À propos de Vatel, un célèbre cuisinier du roi Louis XIV
Paris le 24 et 26 avril 1671
À Paris, ce vendredi 24e avril 1671.
J’avais dessein de vous conter que le Roi arriva hier au soir à Chantilly ; il courut un cerf au clair de lune ; les lanternes firent des merveilles, le feu d’artifice fut un peu effacé par la clarté de notre amie mais enfin, le soir, le souper, le jeu, tout alla à merveille. Le temps qu’il a fait aujourd’hui nous faisait espérer une suite digne d’un si agréable commencement. Mais voici ce que j’apprends en entrant ici, dont je ne puis me remettre, et qui fait que je ne sais plus ce que je vous mande. C’est qu’enfin Vatel, le grand Vatel, maître d’hôtel de M. Fouquet, qui l’était présentement de M. le Prince, cet homme d’une capacité distinguée de toutes les autres, dont la bonne tête était capable de contenir tout le soin d’un État ; cet homme donc que je connaissais, voyant que ce matin à huit heures la marée n’était pas arrivée, n’a pu soutenir l’affront dont il a cru qu’il allait être accablé, et, en un mot, il s’est poignardé. Vous pouvez penser l’horrible désordre qu’un si terrible accident a causé dans cette fête.

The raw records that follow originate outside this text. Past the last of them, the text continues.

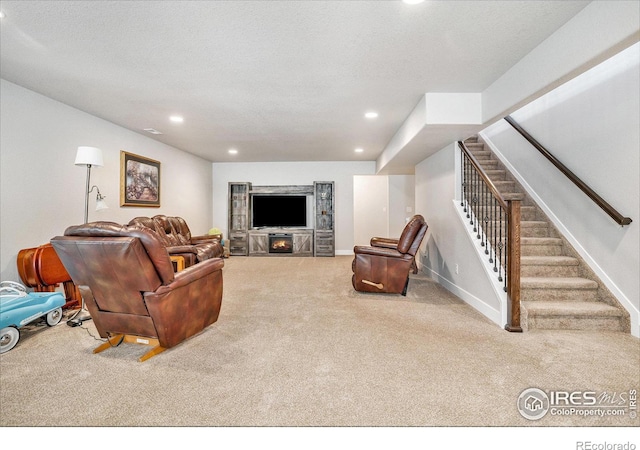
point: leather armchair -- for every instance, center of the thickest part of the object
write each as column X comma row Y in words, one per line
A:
column 384, row 266
column 127, row 281
column 191, row 250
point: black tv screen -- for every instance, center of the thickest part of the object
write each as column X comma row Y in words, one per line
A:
column 279, row 211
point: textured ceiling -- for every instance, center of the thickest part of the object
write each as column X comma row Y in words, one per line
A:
column 277, row 80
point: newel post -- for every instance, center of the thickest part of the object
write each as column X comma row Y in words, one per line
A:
column 513, row 275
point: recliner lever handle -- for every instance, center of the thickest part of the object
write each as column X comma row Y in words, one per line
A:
column 371, row 283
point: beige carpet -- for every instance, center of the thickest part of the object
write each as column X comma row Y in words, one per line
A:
column 295, row 345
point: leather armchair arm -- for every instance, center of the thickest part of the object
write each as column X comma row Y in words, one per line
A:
column 380, row 251
column 384, row 242
column 192, row 273
column 187, row 305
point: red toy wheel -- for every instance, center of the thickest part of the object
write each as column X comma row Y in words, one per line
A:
column 9, row 337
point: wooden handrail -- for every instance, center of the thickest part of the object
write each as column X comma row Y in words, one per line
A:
column 606, row 207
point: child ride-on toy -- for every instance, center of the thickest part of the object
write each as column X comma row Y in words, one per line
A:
column 18, row 308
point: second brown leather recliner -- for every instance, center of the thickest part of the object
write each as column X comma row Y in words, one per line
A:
column 384, row 266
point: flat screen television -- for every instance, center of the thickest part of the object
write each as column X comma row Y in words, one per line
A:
column 279, row 211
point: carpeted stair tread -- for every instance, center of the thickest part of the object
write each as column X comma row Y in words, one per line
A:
column 549, row 261
column 572, row 309
column 540, row 241
column 576, row 283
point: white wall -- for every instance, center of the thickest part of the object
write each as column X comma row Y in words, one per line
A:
column 592, row 125
column 42, row 191
column 448, row 254
column 599, row 31
column 401, row 202
column 294, row 173
column 370, row 208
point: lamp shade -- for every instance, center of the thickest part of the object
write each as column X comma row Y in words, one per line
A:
column 89, row 156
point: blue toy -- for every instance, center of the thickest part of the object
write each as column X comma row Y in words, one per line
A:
column 18, row 308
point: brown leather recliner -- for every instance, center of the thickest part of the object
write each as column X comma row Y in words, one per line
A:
column 384, row 266
column 127, row 281
column 180, row 242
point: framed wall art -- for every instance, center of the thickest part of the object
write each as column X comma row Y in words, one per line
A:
column 139, row 181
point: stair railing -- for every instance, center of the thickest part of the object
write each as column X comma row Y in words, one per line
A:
column 606, row 207
column 496, row 222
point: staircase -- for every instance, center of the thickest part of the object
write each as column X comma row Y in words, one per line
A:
column 558, row 290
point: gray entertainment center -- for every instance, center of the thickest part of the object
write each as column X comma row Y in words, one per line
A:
column 279, row 212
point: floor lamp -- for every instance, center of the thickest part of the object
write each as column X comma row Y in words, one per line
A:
column 88, row 156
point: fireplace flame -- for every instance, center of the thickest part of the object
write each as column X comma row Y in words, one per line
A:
column 280, row 244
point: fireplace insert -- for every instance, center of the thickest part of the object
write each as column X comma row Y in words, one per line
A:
column 280, row 243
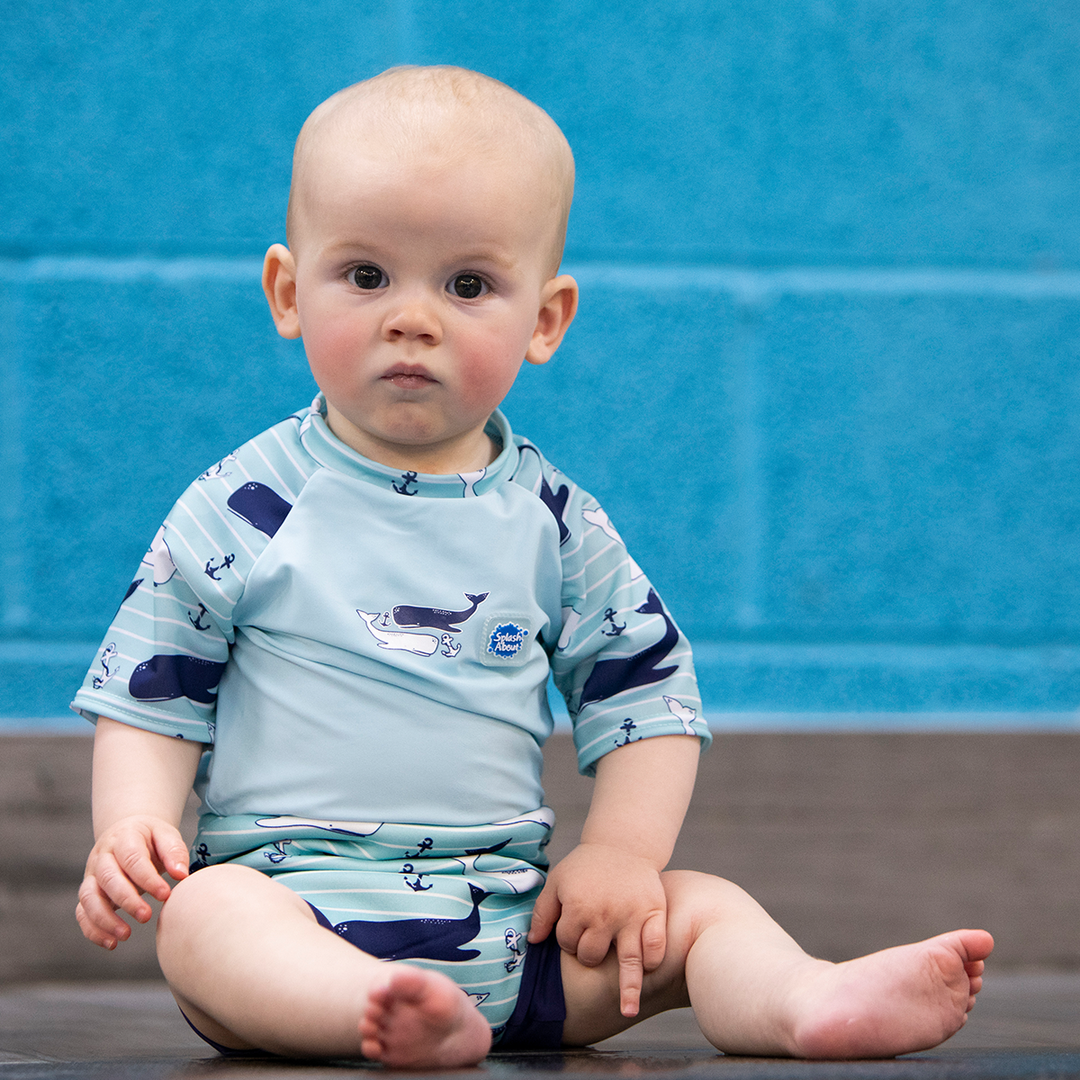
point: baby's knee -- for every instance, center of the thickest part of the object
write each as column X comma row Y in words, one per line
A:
column 214, row 889
column 697, row 900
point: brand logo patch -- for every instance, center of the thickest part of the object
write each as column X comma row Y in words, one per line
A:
column 504, row 640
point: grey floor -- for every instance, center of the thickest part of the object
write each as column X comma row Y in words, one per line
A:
column 1025, row 1026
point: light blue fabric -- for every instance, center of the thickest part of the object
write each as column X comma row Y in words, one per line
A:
column 369, row 645
column 451, row 900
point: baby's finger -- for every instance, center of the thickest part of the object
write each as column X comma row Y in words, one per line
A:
column 655, row 941
column 118, row 888
column 142, row 874
column 173, row 854
column 97, row 917
column 631, row 973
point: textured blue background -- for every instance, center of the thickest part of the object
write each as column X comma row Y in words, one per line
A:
column 825, row 375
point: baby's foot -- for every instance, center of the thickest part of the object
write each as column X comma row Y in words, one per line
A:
column 420, row 1020
column 892, row 1002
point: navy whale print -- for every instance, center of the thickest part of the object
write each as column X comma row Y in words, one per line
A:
column 608, row 677
column 167, row 677
column 261, row 507
column 555, row 501
column 414, row 939
column 405, row 615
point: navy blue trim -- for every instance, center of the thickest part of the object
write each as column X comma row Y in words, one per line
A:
column 538, row 1017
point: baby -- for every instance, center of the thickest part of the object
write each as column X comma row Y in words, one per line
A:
column 342, row 634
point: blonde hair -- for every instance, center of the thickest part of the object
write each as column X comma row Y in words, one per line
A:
column 415, row 106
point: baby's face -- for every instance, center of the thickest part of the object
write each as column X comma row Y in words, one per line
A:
column 418, row 289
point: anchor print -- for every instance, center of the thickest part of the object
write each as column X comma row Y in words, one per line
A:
column 407, row 478
column 197, row 620
column 109, row 652
column 415, row 886
column 617, row 629
column 609, row 677
column 211, row 570
column 279, row 854
column 513, row 940
column 426, row 845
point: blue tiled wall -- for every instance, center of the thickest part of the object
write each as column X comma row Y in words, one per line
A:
column 826, row 372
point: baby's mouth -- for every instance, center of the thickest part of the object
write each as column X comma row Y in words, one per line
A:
column 408, row 378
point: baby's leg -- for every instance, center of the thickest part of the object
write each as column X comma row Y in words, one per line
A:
column 755, row 991
column 251, row 968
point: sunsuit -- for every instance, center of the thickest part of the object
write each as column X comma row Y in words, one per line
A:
column 363, row 648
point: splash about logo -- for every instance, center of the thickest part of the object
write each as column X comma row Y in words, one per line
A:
column 507, row 639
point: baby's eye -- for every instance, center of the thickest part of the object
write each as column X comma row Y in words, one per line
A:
column 367, row 277
column 468, row 285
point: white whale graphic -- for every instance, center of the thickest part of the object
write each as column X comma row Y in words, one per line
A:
column 601, row 520
column 422, row 645
column 160, row 558
column 521, row 879
column 470, row 481
column 684, row 713
column 570, row 620
column 348, row 827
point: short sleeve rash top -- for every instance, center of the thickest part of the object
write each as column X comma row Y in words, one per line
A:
column 356, row 643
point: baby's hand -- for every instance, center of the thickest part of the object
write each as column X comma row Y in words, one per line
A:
column 601, row 896
column 126, row 862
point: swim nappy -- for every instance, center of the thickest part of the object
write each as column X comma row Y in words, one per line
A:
column 449, row 899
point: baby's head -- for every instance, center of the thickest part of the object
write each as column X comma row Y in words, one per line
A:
column 426, row 228
column 435, row 118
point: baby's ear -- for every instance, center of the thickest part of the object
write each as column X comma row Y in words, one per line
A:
column 558, row 304
column 279, row 283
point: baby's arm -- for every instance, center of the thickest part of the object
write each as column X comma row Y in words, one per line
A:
column 608, row 891
column 142, row 782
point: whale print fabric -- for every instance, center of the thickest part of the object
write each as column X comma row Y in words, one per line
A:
column 450, row 900
column 358, row 643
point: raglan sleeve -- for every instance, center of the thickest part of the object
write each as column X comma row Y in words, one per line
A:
column 161, row 661
column 623, row 666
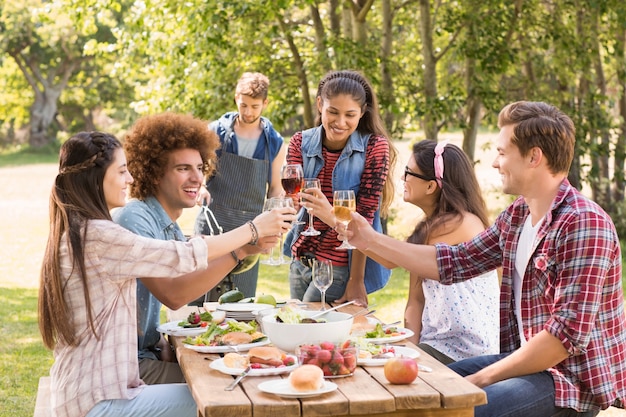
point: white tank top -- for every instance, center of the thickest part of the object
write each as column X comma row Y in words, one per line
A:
column 525, row 248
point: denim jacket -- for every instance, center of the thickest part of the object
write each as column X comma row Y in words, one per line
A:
column 346, row 176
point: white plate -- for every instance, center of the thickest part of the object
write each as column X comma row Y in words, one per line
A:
column 224, row 349
column 400, row 351
column 282, row 388
column 218, row 365
column 243, row 307
column 173, row 329
column 391, row 339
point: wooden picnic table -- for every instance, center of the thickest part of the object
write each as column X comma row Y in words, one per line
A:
column 366, row 393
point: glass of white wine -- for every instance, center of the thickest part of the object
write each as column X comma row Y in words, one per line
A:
column 322, row 275
column 344, row 203
column 310, row 231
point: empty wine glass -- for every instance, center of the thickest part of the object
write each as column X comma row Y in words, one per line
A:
column 310, row 231
column 344, row 203
column 322, row 276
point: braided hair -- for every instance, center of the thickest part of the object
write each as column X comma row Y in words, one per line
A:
column 77, row 196
column 358, row 87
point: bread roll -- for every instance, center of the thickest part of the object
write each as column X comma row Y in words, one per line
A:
column 235, row 360
column 236, row 338
column 361, row 325
column 306, row 378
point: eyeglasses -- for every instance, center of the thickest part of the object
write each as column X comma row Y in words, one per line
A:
column 416, row 175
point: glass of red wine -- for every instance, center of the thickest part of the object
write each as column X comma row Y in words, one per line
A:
column 292, row 179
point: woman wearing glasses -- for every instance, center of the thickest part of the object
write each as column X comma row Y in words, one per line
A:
column 457, row 321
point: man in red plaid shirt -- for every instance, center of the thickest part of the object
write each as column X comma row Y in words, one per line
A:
column 563, row 328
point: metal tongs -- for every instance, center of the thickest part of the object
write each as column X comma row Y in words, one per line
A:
column 321, row 313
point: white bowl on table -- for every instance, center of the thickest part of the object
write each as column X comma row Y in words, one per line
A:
column 287, row 336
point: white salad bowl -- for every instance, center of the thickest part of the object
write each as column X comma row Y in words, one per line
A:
column 287, row 336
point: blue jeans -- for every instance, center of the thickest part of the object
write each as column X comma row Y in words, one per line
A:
column 163, row 400
column 302, row 288
column 523, row 396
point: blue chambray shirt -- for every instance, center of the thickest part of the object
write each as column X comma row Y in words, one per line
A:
column 147, row 218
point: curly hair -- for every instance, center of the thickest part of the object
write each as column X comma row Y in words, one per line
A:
column 152, row 138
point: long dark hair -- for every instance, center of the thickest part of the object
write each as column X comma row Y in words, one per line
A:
column 358, row 87
column 459, row 192
column 77, row 196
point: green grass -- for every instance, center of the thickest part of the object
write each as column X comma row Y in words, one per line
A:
column 26, row 156
column 23, row 359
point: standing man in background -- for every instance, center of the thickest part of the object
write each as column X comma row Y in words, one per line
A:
column 248, row 171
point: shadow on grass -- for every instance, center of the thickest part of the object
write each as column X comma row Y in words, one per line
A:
column 23, row 358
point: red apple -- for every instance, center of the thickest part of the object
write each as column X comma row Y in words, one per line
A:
column 400, row 370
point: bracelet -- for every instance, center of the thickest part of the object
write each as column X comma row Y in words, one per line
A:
column 255, row 233
column 239, row 261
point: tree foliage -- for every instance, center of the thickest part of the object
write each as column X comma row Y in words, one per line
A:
column 436, row 65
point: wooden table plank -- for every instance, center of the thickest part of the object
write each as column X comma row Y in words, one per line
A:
column 208, row 387
column 365, row 397
column 365, row 394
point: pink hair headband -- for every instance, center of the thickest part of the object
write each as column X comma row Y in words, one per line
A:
column 439, row 162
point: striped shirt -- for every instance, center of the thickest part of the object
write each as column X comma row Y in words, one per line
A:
column 108, row 368
column 572, row 289
column 367, row 200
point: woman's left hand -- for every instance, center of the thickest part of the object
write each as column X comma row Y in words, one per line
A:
column 314, row 200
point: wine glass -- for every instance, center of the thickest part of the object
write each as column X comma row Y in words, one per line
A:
column 344, row 203
column 322, row 275
column 283, row 202
column 291, row 178
column 310, row 231
column 270, row 203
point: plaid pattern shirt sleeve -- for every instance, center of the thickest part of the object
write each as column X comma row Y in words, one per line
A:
column 571, row 288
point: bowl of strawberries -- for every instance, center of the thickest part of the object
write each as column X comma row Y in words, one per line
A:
column 335, row 359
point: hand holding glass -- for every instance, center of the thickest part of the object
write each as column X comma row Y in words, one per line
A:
column 344, row 204
column 271, row 203
column 322, row 275
column 311, row 183
column 291, row 178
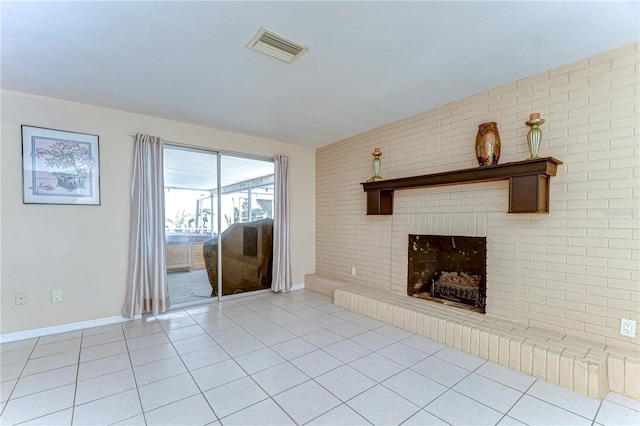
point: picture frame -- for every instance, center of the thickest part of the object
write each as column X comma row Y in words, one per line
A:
column 60, row 167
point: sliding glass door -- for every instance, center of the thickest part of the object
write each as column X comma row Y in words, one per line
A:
column 219, row 223
column 247, row 227
column 191, row 220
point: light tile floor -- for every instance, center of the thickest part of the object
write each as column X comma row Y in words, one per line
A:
column 275, row 359
column 188, row 286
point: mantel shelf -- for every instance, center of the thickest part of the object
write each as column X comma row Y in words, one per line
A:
column 528, row 184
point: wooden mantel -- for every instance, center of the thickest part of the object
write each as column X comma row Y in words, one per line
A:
column 528, row 184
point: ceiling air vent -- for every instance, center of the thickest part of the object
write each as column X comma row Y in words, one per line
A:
column 273, row 44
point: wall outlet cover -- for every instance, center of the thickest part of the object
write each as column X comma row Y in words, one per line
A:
column 627, row 327
column 21, row 297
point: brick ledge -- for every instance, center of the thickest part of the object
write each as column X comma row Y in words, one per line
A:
column 588, row 368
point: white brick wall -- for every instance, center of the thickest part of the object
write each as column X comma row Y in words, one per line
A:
column 575, row 270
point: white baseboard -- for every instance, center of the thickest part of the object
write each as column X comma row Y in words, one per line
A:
column 62, row 328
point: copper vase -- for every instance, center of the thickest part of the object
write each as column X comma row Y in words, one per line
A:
column 488, row 144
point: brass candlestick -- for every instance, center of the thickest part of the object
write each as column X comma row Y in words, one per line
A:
column 534, row 137
column 376, row 165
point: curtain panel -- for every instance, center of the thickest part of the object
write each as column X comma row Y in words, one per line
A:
column 281, row 253
column 147, row 288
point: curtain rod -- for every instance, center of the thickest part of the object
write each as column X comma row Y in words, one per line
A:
column 233, row 153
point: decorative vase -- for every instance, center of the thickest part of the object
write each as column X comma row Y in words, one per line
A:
column 376, row 165
column 535, row 134
column 488, row 144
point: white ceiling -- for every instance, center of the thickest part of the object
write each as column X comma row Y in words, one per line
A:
column 370, row 63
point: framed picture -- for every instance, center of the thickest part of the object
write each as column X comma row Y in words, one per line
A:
column 60, row 167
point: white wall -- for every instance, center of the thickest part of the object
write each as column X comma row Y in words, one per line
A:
column 574, row 271
column 83, row 250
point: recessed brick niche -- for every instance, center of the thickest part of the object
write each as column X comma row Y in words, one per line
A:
column 448, row 269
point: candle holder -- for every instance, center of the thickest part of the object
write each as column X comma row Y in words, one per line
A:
column 376, row 165
column 534, row 137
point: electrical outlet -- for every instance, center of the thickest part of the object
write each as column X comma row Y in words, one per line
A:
column 21, row 297
column 627, row 328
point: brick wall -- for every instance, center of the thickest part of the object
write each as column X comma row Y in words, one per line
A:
column 575, row 270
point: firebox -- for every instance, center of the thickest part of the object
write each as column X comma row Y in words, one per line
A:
column 448, row 269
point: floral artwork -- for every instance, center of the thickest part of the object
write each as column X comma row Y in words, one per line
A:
column 60, row 167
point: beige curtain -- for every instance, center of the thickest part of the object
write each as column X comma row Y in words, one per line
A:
column 147, row 289
column 281, row 253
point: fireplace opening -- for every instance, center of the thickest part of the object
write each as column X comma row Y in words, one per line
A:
column 448, row 269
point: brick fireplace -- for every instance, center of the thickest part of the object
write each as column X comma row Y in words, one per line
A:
column 571, row 274
column 448, row 269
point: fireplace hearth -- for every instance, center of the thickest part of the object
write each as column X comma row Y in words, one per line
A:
column 448, row 269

Songez que la marée est peut-être arrivée comme il expirait. Je n’en sais pas davantage présentement. Je pense que vous trouvez que c’est assez. Je ne doute pas que la confusion n’ait été grande ; c’est une chose fâcheuse à une fête de cinquante mille écus.
A Paris, ce dimanche 26e avril 1671,
chez M. de La Rochefoucauld.
Il est dimanche 26 avril ; cette lettre ne partira que mercredi ; mais ce n’est pas une lettre, c’est une relation que Moreuil vient de me faire, à votre intention, de ce qui s’est passé à Chantilly touchant Vatel. Je vous écrivis vendredi qu’il s’était poignardé ; voici l’affaire en détail.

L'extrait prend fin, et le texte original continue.